Magistrado ponente: Gustavo José Gnecco Mendoza

CORTE SUPREMA DE JUSTICIA República de Colombia Corte Suprema de Justicia Radicación 35.760 CORTE SUPREMA DE JUSTICIA SALA DE CASACIÓN LABORAL Magistrado Ponente: GUSTAVO JOSÉ GNECCO MENDOZA Radicación No 35.760 Acta No. 29 Bogotá D.C., veintiocho (28) de julio de dos mil nueve (2009). Decide la Corte el recurso de casación que interpuso MARÍA JUDITH ZAPATA de ZAPATA contra la sentencia del Tribunal Superior del Distrito Judicial de Medellín, Sala Laboral, dictada el 25 de enero de 2008 en el proceso ordinario laboral que la recurrente le promovió al INSTITUTO DE SEGUROS SOCIALES.

I.

ANTECEDENTES María Judith Zapata de Zapata demandó al Instituto de Seguros Sociales, con el objeto de que se lo condene a pagarle la pensión de sobrevivientes, las mesadas adicionales y la sanción por el no pago oportuno de la pensión o la indexación. En sustento de tales pedimentos, se afirmó que, con ocasión de la muerte de la afiliada Leticia Zapata de Olarte, ocurrida el 5 de noviembre de 2000, la demandante, en calidad de madre, solicitó el reconocimiento de la pensión de sobrevivientes; que, mediante Resolución 7925 del 27 de mayo de 2002, le fue negada dicha prestación, por cuanto la actora, supuestamente, no dependía económicamente de la hija fallecida, decisión que fue confirmada, una vez se desataron los recursos interpuestos; que a la promotora de la litis le asiste el derecho a la pensión de sobrevivientes, ya que dependía económicamente de la hija fallecida Leticia Zapata de Olarte; y que la demandante nunca trabajó, siempre se dedicó a criar los hijos de Leticia, que vivía bajo el mismo techo con su hija, quien se encargaba de suministrarle lo correspondiente a vestuario, alimentación, la tenía como beneficiaria en salud, se encargaba de pagar los servicios públicos y demás gastos.
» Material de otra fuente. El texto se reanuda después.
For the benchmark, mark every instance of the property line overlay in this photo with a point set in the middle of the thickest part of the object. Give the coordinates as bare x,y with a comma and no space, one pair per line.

Al responder el libelo, la parte convidada a la causa manifestó que se atenía a la prueba obrante en el proceso; y que la carga de la prueba le correspondía a la parte actora. Se opuso a todos los pedimentos de la demanda; y propuso las excepciones de prescripción y de compensación. Tramitada la causa procesal por los caminos de ley, el Juzgado Cuarto Laboral del Circuito de Medellín, en virtud de sentencia del 5 de junio de 2007 absolvió al demandado de todas las pretensiones de la demanda; y condenó en costa a la actora.

II. LA SENTENCIA DEL TRIBUNAL Apeló la demandante. El Tribunal Superior del Distrito Judicial de Medellín, Sala Laboral, en la sentencia aquí acusada, confirmó la de primer grado; e impuso a la promotora de la litis las costas de la segunda instancia. Asentó que, según las únicas declaraciones que se arrimaron al expediente, María Zapata de Zapata no dependía económicamente de su fallecida hija, Leticia Zapata de Olarte, “pues nos encontramos con inconsistencias y contradicciones en las mismas”.

Luego de transcribir pasajes de los testimonios de María de los Dolores Marín Vda. de Holguín y de Fanny Olarte Zapata, concluyó: “No hay duda de que efectivamente la fallecida colaboró económicamente con su madre MARIA JUDITH, quien hoy reclama pensión de sobreviviente, pero la misma hija de la causante dejó claro que su abuela vivía con AMPARO y no con LETICIA para la fecha en la que falleció su madre.

Así las cosas, es evidente que la fallecida LETICIA en medio de su enfermedad ya no podía ver por los gastos de su madre, además se indicó que RUBIELA y AMPARO veían también por ella”. Señaló que era necesario entrar a analizar la dependencia económica; y anotó que se entiende que una persona depende económicamente de otra cuando no tiene ingresos y por tanto deriva del causante su subsistencia. Reprodujo un breve segmento de la sentencia de esta Sala de la Corte del 11 de mayo de 2004 (Rad. 22.132).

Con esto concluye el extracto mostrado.